Константин Симонов. О СОВРЕМЕННОМ РОМАНЕ

№ 1961 / 41, 05.04.1961, автор: Константин СИМОНОВ

Очевидно, мои мысли многим покажутся спорными, но я вовсе не претендую на их обязательность для кого бы то ни было.

Мне лично кажется, что старый «семейный роман», хотя и с некоторыми рецидивами, всё-таки начинает умирать у нас тихой естественной смертью. Во всяком случае, попытки продлить его существование в каноническом виде мне всё чаще кажутся неудачными. Наибольшие удачи (оговариваю – на мой взгляд – и прошу дальше повсюду держать в памяти эту оговорку) получаются там, где в самой жизни семья как маленький коллектив входит в большой коллектив, занятый тем или иным общим делом.

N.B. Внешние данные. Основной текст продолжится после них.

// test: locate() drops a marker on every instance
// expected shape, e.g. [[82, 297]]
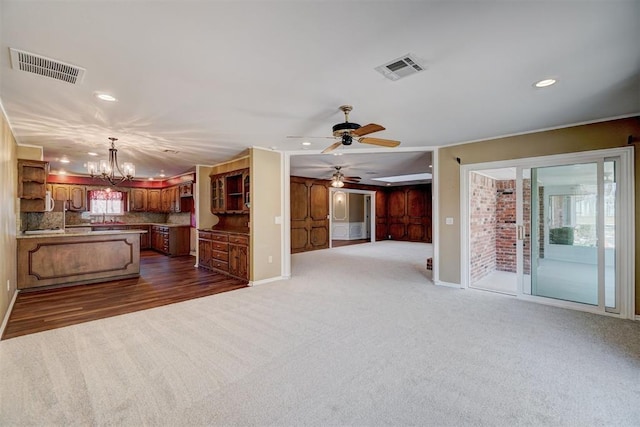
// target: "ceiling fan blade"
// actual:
[[367, 129], [310, 137], [332, 147], [380, 141]]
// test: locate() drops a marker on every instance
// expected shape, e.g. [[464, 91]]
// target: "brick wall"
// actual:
[[506, 225], [482, 227], [506, 242]]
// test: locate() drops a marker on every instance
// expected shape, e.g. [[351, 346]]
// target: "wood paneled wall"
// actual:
[[402, 213], [309, 214]]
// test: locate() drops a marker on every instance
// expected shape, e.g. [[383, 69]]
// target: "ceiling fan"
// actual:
[[347, 131], [338, 179]]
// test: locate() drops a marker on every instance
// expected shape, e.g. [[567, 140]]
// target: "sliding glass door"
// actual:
[[567, 230]]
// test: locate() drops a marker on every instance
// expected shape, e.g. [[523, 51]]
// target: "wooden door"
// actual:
[[409, 213], [154, 202], [382, 229], [204, 253], [239, 261], [397, 214], [138, 200], [309, 215], [415, 230]]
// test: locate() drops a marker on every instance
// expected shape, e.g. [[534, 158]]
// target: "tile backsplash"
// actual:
[[44, 220]]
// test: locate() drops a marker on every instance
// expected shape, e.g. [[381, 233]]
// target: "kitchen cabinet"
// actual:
[[170, 240], [145, 238], [74, 195], [217, 194], [32, 185], [186, 189], [138, 200], [204, 249], [59, 192], [154, 200], [170, 199], [77, 198], [230, 192], [239, 256], [225, 252]]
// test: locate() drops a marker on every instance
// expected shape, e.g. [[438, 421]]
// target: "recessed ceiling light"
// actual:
[[105, 97], [545, 83]]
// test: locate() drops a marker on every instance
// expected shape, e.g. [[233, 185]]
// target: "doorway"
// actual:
[[566, 222], [492, 237], [350, 217]]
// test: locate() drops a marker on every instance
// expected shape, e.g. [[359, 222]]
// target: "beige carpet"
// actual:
[[357, 337]]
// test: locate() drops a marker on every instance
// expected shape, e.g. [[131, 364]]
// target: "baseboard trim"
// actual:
[[269, 280], [8, 313], [448, 284]]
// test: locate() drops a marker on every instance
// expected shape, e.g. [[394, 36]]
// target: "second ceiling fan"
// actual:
[[348, 131]]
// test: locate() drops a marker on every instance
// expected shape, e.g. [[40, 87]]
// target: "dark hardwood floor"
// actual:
[[163, 280]]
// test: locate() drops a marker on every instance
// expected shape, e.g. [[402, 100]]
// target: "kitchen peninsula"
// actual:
[[57, 259]]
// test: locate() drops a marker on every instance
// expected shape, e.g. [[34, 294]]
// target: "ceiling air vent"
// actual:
[[32, 63], [401, 67]]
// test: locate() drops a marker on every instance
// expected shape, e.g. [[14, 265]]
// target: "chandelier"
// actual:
[[106, 169]]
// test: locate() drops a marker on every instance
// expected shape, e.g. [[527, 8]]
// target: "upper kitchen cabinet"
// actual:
[[74, 195], [138, 200], [154, 200], [32, 185], [171, 199], [186, 189], [77, 198], [230, 192]]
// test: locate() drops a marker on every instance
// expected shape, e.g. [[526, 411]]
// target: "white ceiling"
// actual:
[[209, 79]]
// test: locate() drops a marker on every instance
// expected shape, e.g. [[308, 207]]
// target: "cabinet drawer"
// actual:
[[220, 237], [239, 239], [220, 265], [220, 255], [220, 246]]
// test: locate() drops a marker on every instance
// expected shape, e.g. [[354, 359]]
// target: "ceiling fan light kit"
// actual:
[[345, 133]]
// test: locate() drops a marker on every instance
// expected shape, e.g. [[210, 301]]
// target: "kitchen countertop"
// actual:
[[238, 230], [78, 233], [114, 224]]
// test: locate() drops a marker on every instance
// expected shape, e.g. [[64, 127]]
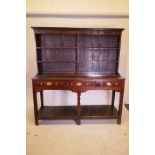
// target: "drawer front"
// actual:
[[64, 84]]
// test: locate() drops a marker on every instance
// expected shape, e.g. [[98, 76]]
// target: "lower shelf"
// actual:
[[69, 112]]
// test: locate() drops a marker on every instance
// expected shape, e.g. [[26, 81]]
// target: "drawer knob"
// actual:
[[108, 83], [79, 84], [48, 83]]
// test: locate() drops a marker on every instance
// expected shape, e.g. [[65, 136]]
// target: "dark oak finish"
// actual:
[[77, 59]]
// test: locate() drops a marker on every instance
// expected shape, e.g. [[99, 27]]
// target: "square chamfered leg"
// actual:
[[42, 98], [78, 121], [113, 100], [120, 106], [35, 106]]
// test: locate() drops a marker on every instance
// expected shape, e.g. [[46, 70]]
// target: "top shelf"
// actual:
[[66, 47]]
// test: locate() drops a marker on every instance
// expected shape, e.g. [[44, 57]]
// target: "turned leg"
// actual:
[[120, 107], [78, 121], [113, 100], [35, 107], [42, 99]]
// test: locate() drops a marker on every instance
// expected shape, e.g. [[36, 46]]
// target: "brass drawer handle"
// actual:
[[79, 84], [48, 83], [108, 83]]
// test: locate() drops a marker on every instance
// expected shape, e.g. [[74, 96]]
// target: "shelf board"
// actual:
[[69, 112], [77, 61], [74, 47]]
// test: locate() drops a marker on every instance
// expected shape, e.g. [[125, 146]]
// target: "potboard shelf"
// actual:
[[69, 112]]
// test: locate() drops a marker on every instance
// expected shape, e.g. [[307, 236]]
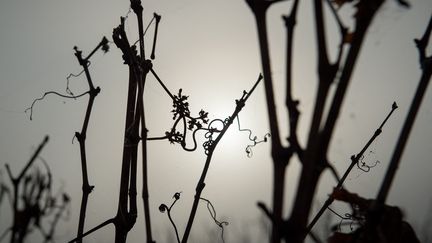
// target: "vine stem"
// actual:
[[354, 161], [201, 183]]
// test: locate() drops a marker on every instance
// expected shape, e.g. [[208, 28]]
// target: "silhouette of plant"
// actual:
[[313, 155], [33, 204]]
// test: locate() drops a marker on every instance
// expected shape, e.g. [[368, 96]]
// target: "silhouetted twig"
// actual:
[[163, 208], [354, 160], [212, 212], [211, 148]]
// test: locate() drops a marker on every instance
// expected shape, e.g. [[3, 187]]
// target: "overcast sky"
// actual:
[[210, 49]]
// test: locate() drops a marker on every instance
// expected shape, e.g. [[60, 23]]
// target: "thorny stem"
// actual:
[[15, 234], [123, 221], [201, 183], [314, 163], [140, 115], [426, 64], [279, 154], [158, 18], [81, 136], [354, 161], [290, 22]]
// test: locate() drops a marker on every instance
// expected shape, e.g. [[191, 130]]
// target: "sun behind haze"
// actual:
[[209, 49]]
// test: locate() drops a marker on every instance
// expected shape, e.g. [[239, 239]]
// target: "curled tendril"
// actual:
[[253, 139], [212, 212], [48, 93], [364, 166], [164, 208], [351, 218], [183, 118]]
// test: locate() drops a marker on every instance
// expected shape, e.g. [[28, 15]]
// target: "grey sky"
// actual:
[[210, 49]]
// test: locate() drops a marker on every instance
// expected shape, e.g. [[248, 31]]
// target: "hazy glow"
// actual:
[[210, 50]]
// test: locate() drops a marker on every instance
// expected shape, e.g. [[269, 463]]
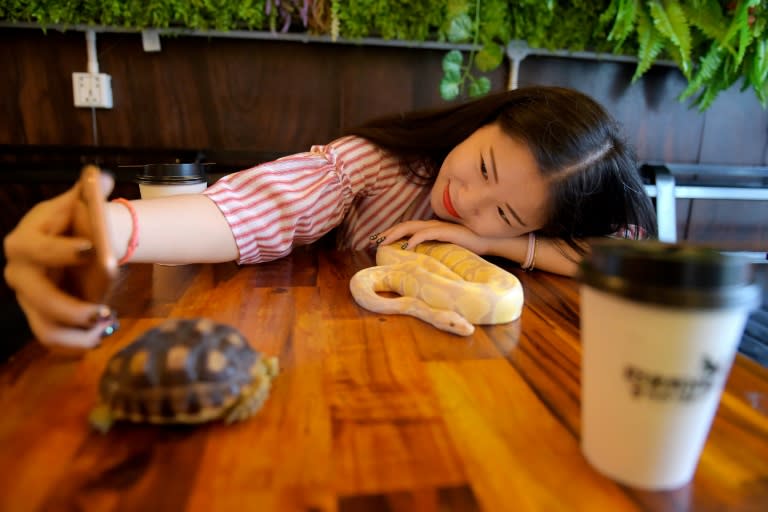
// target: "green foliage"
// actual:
[[391, 19], [713, 42], [198, 14]]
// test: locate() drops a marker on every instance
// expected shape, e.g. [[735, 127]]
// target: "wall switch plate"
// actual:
[[92, 90]]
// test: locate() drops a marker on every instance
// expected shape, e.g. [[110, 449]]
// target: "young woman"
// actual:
[[528, 175]]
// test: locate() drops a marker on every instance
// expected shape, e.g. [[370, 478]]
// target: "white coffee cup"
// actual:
[[660, 326], [162, 180]]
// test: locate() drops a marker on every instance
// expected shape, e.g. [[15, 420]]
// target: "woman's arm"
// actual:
[[174, 229], [550, 255]]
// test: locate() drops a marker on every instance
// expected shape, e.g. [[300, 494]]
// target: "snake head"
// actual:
[[450, 321]]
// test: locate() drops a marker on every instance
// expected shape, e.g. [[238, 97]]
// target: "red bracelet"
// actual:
[[133, 242]]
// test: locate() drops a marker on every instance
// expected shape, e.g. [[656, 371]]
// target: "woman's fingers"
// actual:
[[46, 250], [56, 335]]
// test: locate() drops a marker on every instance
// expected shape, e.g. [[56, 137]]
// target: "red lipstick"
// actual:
[[448, 204]]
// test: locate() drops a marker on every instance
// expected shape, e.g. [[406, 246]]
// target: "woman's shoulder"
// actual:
[[346, 144]]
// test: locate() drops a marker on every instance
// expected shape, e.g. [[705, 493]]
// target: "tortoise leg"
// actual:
[[101, 418], [249, 403]]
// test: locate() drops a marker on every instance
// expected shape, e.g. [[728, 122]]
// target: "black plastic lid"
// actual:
[[671, 274], [172, 173]]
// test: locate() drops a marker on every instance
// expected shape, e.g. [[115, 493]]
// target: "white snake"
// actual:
[[441, 283]]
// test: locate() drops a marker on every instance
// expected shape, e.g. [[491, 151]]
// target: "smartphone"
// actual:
[[93, 279]]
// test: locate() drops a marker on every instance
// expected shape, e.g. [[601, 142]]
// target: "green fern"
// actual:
[[650, 42], [670, 20], [707, 16], [626, 17]]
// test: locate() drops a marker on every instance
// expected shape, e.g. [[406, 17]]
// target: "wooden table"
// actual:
[[370, 413]]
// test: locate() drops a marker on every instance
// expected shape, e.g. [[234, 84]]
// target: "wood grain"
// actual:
[[370, 412]]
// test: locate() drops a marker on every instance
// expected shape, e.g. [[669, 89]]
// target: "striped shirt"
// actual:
[[350, 183]]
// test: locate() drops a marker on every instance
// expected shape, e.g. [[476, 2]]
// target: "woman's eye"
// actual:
[[503, 215], [483, 170]]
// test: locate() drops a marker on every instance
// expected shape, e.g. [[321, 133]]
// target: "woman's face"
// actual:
[[491, 184]]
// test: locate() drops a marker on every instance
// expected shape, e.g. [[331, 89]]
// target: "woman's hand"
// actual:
[[36, 251], [417, 231]]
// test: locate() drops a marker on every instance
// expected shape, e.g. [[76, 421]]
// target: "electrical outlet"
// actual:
[[92, 90]]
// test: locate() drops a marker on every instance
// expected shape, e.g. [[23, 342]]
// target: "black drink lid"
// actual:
[[172, 173], [677, 275]]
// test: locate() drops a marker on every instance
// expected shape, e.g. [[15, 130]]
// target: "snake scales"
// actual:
[[441, 283]]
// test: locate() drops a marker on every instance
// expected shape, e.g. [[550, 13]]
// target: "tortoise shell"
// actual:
[[184, 371]]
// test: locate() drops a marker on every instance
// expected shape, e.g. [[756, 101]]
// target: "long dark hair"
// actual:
[[595, 185]]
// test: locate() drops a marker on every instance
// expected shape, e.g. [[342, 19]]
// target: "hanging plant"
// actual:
[[713, 45], [487, 28]]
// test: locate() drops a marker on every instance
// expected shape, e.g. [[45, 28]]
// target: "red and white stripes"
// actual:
[[295, 200]]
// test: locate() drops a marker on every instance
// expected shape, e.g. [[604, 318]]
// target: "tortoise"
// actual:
[[184, 371]]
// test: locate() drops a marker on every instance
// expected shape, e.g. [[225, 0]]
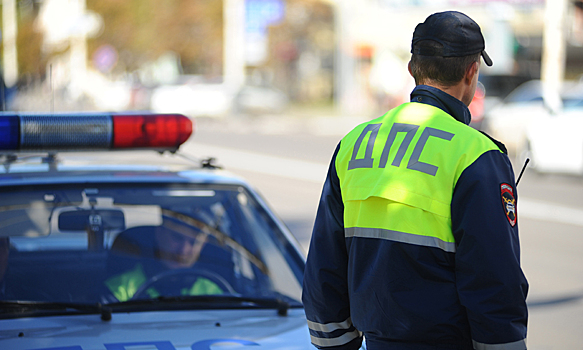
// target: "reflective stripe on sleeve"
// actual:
[[517, 345], [402, 237], [329, 327], [341, 340]]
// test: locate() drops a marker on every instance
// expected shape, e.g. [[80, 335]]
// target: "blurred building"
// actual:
[[344, 53]]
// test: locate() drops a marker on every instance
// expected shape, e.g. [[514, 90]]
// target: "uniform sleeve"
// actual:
[[325, 290], [490, 281]]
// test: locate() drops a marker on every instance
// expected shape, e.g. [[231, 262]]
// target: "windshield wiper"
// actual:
[[25, 308], [213, 301]]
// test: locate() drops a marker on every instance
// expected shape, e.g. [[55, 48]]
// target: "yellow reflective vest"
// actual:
[[398, 172]]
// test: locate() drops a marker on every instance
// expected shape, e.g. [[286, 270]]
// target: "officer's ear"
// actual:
[[472, 70]]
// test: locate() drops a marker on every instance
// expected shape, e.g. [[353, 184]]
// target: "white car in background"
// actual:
[[554, 142], [508, 121]]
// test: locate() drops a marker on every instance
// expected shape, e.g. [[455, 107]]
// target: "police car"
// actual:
[[98, 253]]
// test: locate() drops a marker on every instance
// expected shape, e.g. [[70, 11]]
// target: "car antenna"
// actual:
[[522, 171], [52, 88]]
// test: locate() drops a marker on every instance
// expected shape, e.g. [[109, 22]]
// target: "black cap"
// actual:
[[458, 33]]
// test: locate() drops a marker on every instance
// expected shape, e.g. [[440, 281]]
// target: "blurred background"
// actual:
[[274, 84], [219, 58]]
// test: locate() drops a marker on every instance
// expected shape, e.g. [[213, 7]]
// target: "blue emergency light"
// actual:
[[92, 131]]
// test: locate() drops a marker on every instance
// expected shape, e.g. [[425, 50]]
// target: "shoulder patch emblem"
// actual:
[[508, 202]]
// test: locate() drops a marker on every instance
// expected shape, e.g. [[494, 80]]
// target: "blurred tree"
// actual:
[[143, 30], [302, 51], [31, 60]]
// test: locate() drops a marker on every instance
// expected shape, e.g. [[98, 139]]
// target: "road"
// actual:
[[286, 160]]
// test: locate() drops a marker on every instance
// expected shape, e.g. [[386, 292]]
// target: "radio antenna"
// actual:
[[52, 88], [522, 171]]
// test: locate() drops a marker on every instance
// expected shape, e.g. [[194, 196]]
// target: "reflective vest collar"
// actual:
[[444, 101]]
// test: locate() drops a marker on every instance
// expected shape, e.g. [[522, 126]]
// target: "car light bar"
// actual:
[[92, 131]]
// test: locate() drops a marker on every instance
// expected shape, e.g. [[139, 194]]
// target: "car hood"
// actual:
[[160, 330]]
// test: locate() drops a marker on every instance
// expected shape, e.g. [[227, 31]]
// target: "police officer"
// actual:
[[415, 243]]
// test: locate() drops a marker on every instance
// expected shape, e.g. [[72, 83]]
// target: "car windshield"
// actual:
[[105, 243]]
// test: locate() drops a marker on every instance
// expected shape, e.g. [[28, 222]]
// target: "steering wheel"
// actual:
[[178, 278]]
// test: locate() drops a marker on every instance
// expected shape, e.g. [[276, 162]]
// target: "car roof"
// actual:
[[111, 167]]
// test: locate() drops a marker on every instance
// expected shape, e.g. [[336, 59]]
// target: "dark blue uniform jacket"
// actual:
[[404, 296]]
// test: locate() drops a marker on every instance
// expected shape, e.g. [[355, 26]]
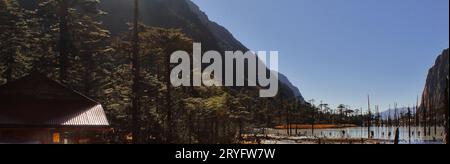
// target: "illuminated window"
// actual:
[[56, 138]]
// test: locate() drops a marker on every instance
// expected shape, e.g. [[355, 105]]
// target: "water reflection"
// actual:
[[415, 135]]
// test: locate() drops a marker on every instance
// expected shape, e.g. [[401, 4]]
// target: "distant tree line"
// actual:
[[128, 75]]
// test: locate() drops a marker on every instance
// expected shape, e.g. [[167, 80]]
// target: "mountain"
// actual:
[[182, 14], [283, 79], [434, 91], [400, 112], [179, 14]]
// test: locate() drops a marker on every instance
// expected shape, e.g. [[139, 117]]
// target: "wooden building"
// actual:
[[38, 110]]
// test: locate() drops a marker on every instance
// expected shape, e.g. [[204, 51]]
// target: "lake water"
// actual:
[[387, 134]]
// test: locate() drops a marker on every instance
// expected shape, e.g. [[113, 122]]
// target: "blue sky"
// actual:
[[338, 51]]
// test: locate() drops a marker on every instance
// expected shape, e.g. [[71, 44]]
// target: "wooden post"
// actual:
[[397, 136]]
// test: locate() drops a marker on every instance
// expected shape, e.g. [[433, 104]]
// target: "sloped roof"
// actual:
[[37, 101]]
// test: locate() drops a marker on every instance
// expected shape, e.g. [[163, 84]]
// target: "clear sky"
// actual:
[[339, 51]]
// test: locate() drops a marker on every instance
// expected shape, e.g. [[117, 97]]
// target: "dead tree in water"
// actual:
[[417, 115], [409, 124], [369, 120], [397, 136]]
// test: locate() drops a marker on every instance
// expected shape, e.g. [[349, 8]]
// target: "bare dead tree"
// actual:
[[136, 75]]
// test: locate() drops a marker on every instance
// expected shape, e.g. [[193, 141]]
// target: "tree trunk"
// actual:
[[63, 41], [136, 76]]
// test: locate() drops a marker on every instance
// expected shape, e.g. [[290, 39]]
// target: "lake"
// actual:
[[386, 134]]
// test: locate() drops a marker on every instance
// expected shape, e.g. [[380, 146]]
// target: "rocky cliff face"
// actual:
[[434, 92], [179, 14]]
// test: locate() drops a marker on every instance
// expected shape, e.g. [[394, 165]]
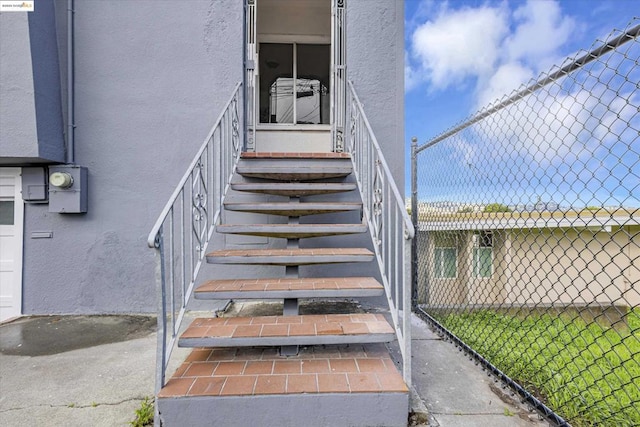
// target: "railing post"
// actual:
[[414, 220], [407, 298], [161, 354]]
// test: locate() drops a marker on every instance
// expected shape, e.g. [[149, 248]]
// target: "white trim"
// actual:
[[294, 38], [15, 309], [292, 127]]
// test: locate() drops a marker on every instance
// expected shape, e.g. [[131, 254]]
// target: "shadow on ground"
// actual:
[[47, 335]]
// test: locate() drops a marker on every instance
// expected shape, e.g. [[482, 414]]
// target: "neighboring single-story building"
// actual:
[[537, 259]]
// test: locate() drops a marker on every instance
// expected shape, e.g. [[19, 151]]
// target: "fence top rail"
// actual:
[[174, 196], [394, 189], [629, 34]]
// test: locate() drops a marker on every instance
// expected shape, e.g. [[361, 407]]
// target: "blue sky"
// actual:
[[462, 55]]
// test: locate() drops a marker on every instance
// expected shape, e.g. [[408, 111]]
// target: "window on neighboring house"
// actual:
[[483, 254], [446, 263]]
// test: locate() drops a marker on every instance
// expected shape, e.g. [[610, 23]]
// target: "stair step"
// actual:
[[295, 189], [280, 288], [294, 170], [319, 387], [290, 256], [339, 368], [314, 329], [291, 231], [293, 155], [293, 209]]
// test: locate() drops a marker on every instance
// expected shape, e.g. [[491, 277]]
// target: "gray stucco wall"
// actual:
[[151, 78], [30, 104], [375, 65], [18, 135]]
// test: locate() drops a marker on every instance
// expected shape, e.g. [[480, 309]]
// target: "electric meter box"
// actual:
[[68, 189]]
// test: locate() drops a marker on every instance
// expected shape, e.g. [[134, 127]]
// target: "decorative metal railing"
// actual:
[[527, 220], [182, 232], [389, 223]]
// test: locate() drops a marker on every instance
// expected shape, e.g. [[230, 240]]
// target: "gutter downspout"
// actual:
[[70, 84]]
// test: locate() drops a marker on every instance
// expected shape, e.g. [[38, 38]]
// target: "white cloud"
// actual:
[[493, 48], [504, 80], [541, 30], [458, 44]]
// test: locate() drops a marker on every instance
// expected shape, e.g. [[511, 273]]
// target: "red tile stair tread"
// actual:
[[313, 371]]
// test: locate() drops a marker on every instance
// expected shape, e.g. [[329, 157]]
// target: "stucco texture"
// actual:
[[151, 78]]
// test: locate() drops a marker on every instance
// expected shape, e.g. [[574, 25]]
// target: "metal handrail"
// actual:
[[389, 223], [186, 224], [156, 227]]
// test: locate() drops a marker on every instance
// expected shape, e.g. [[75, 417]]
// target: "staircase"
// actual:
[[291, 369]]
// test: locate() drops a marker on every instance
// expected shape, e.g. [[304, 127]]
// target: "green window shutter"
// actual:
[[446, 262], [482, 262]]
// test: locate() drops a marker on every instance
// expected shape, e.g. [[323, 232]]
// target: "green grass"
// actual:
[[144, 414], [587, 373]]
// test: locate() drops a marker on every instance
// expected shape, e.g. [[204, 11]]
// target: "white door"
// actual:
[[289, 75], [11, 230]]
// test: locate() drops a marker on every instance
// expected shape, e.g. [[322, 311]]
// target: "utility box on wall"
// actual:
[[68, 189]]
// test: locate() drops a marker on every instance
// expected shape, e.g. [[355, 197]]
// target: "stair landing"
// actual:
[[257, 371]]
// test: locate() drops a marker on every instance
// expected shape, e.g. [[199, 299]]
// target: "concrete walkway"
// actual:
[[455, 391], [52, 373]]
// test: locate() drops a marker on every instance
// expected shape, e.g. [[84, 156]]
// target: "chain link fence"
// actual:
[[527, 248]]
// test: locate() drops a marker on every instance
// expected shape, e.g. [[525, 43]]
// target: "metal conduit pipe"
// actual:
[[70, 85]]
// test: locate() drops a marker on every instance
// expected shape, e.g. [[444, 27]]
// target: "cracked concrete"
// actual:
[[102, 384], [97, 385], [456, 392]]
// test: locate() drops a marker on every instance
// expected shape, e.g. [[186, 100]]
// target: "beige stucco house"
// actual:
[[537, 259]]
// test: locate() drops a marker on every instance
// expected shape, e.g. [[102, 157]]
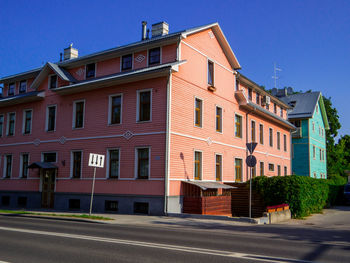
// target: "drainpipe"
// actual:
[[167, 145]]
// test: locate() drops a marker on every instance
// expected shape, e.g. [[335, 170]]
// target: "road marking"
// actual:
[[160, 246]]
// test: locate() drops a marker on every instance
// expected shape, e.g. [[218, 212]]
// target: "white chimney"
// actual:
[[160, 29], [70, 52]]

Но там, где семьи – братья и сестры, отцы и дети, близкие и дальние родственники, – как это, чаще всего, особенно в городе, бывает в самой жизни, заняты разными делами, да и вдобавок в разных местах, – искусственные попытки непременно соединить их всех в романе приводят ко многим несуразностям, к натяжкам, к преувеличению реальной силы родственных связей, существующих в нашем обществе. Порой доходит до смешного: герои беспрерывно ездят друг к другу то в отпуска, то в командировки, а то просто-напросто их там и сям, как говорилось в старинных романах, «сводит всемогущая рука провидения».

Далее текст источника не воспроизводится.